An initial estimate suggests that Social Securitys cost of living adjustment could

An initial estimate suggests that Social Security’s cost-of-living adjustment could be 3.1% in 2024

  • For Social Security recipients, 2023 saw the largest cost-of-living adjustment in 40 years.
  • But if inflation eases, next year’s benefit increase may not be as generous, a new estimate shows.

Bernardbodo | Istock | Getty Images

The Senior Citizens League also assessed how well Social Security benefits have kept pace with rising costs and found them to be inadequate.

Last year, amid persistently high inflation, eggs were the fastest-growing expense item for seniors, according to the group’s analysis of Bureau of Labor Statistics data through February. Other categories that made the top 5 fastest rising costs include apples, bread, coffee and dental visits.
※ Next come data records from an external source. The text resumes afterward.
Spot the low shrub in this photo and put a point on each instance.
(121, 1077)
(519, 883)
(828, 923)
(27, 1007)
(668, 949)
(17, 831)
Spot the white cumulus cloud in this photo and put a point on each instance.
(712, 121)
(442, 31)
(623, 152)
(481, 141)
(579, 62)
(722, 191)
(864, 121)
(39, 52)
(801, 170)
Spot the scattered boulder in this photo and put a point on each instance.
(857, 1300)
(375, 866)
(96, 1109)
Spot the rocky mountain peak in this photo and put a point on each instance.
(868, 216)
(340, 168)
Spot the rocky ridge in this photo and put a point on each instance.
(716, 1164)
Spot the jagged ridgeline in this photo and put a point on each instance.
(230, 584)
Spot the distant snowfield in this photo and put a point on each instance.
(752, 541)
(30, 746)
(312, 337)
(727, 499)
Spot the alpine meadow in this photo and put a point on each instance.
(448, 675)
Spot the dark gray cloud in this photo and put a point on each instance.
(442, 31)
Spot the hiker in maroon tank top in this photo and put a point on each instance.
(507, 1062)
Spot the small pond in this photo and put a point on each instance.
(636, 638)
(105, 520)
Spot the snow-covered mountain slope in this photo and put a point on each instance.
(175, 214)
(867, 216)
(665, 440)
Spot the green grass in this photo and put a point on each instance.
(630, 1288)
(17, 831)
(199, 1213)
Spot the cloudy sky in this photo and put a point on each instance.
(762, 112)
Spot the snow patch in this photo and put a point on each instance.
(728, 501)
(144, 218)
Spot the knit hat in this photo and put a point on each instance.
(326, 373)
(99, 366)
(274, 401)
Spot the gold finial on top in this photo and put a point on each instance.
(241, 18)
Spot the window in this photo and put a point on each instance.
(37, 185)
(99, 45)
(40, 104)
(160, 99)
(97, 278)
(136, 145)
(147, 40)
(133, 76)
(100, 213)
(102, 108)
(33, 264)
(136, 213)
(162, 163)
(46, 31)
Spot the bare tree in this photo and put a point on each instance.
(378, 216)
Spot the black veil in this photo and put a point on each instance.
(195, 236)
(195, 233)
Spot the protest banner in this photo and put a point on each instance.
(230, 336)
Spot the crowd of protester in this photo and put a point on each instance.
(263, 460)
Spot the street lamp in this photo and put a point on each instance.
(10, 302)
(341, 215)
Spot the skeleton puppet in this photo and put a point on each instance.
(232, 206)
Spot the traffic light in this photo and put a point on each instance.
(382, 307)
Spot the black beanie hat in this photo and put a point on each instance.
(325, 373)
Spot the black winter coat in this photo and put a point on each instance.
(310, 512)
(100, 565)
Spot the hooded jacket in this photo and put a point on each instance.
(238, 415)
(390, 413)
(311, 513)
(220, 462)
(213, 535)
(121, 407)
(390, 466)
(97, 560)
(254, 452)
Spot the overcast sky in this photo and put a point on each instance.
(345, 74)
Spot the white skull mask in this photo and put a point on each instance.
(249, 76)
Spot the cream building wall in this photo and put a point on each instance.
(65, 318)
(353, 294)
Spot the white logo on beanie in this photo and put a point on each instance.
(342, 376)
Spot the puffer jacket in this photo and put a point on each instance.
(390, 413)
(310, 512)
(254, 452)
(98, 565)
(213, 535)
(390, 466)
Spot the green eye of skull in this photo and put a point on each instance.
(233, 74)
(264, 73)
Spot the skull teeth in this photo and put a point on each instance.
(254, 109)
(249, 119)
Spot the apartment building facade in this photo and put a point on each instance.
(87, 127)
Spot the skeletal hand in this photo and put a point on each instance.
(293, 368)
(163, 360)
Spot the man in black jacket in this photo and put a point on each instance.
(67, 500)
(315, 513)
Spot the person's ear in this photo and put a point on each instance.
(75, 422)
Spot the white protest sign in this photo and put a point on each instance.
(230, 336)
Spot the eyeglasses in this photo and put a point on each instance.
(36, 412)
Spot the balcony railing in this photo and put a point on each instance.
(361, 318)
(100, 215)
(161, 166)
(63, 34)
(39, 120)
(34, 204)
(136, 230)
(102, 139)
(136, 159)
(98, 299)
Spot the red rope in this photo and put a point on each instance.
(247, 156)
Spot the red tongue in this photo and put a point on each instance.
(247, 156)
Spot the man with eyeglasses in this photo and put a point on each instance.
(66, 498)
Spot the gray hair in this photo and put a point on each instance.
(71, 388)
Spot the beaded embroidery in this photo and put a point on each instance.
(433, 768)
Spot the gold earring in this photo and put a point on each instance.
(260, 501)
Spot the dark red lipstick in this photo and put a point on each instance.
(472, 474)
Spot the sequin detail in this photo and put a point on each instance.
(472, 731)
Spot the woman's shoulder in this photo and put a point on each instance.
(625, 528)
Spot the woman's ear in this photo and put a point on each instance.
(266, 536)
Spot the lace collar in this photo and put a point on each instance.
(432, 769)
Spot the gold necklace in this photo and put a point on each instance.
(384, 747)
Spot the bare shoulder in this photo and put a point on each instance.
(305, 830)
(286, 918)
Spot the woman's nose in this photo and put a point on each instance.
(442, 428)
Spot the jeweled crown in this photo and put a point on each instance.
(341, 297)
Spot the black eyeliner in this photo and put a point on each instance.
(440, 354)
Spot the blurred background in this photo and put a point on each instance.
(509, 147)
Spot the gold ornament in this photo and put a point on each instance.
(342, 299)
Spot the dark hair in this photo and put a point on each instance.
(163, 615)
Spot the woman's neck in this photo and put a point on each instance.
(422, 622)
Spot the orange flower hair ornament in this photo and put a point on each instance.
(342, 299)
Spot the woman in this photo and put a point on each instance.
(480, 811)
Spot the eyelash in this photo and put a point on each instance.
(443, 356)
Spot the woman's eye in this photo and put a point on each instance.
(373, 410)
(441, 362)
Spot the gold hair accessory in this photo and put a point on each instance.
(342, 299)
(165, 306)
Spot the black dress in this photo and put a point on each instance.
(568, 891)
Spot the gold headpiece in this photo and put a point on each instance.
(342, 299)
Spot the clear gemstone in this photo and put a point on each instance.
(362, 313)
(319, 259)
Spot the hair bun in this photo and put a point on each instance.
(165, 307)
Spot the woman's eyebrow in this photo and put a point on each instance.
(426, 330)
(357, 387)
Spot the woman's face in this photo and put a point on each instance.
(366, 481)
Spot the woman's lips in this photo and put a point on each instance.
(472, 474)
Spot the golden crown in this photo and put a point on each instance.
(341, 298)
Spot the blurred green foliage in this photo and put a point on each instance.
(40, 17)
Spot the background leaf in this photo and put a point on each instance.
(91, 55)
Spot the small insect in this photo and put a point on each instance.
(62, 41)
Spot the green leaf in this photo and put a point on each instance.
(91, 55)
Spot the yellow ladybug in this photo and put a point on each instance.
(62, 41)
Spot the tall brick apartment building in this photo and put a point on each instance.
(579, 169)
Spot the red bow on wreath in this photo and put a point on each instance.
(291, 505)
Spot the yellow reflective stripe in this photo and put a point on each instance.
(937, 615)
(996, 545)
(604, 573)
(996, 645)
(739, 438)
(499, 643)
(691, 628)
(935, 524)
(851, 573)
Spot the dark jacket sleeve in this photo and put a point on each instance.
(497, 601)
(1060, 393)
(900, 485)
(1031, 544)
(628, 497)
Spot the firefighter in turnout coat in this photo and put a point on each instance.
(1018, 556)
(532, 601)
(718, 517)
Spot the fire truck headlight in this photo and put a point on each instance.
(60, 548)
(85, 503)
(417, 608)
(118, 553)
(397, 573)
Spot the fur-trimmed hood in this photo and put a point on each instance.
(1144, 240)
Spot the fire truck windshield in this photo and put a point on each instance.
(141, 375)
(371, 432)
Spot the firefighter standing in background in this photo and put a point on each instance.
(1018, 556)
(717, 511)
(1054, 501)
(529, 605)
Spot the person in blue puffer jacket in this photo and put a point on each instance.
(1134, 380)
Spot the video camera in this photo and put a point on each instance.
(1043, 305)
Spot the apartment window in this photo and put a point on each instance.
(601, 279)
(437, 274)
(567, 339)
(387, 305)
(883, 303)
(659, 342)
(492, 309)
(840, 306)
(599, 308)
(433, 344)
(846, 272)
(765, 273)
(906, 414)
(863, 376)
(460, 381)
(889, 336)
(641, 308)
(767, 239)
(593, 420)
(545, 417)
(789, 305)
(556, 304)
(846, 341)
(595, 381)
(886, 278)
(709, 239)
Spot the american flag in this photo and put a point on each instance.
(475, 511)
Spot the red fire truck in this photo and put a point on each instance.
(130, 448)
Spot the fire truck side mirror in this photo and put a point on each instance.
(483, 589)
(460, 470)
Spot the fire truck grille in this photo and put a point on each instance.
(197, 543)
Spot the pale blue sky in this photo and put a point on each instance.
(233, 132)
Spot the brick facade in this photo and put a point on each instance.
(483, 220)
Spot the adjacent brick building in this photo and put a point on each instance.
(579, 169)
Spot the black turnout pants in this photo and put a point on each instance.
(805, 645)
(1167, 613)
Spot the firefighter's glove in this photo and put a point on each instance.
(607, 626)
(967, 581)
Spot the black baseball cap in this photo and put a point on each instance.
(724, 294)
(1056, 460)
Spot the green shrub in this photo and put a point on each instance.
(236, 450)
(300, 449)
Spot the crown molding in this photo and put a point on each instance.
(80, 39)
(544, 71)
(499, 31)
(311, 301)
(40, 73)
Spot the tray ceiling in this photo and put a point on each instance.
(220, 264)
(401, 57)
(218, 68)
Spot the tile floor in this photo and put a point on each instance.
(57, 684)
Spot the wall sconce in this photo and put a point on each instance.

The Senior Citizens League calculates that Social Security benefits have lost 36% of their purchasing power since 2000.

To be able to live off Social Security benefits as well as beneficiaries did in 2000, today’s retirees would need an extra $516.70 a month, the nonpartisan seniors group found.

The updated analysis of the loss of purchasing power – measured from January 2000 to February 2023 – has improved from a 40% drop in last year’s study. Still, the slightly improved 36% drop in purchasing power is still one of the largest losses on record, according to the group’s analysis.

Eggs have also topped the list of the fastest rising costs for seniors since 2000. Other categories in the top five include prescription drugs, heating oil, dental benefits, and Medicare Part B premiums.

One caveat to a record-breaking cost-of-living adjustment this year is that the extra money — an estimated more than $140 a month — could lead to higher spending among older Americans, according to a Bank of America Institute study.

While higher spending could make it harder to fight higher inflation, it represents delayed relief for older Americans, whose cost-of-living adjustment was less than price growth in 2022.

“It’s extremely difficult for the average retiree to live with these high inflation rates,” David Tinsley, chief economist at the Bank of America Institute, previously told CNBC.com.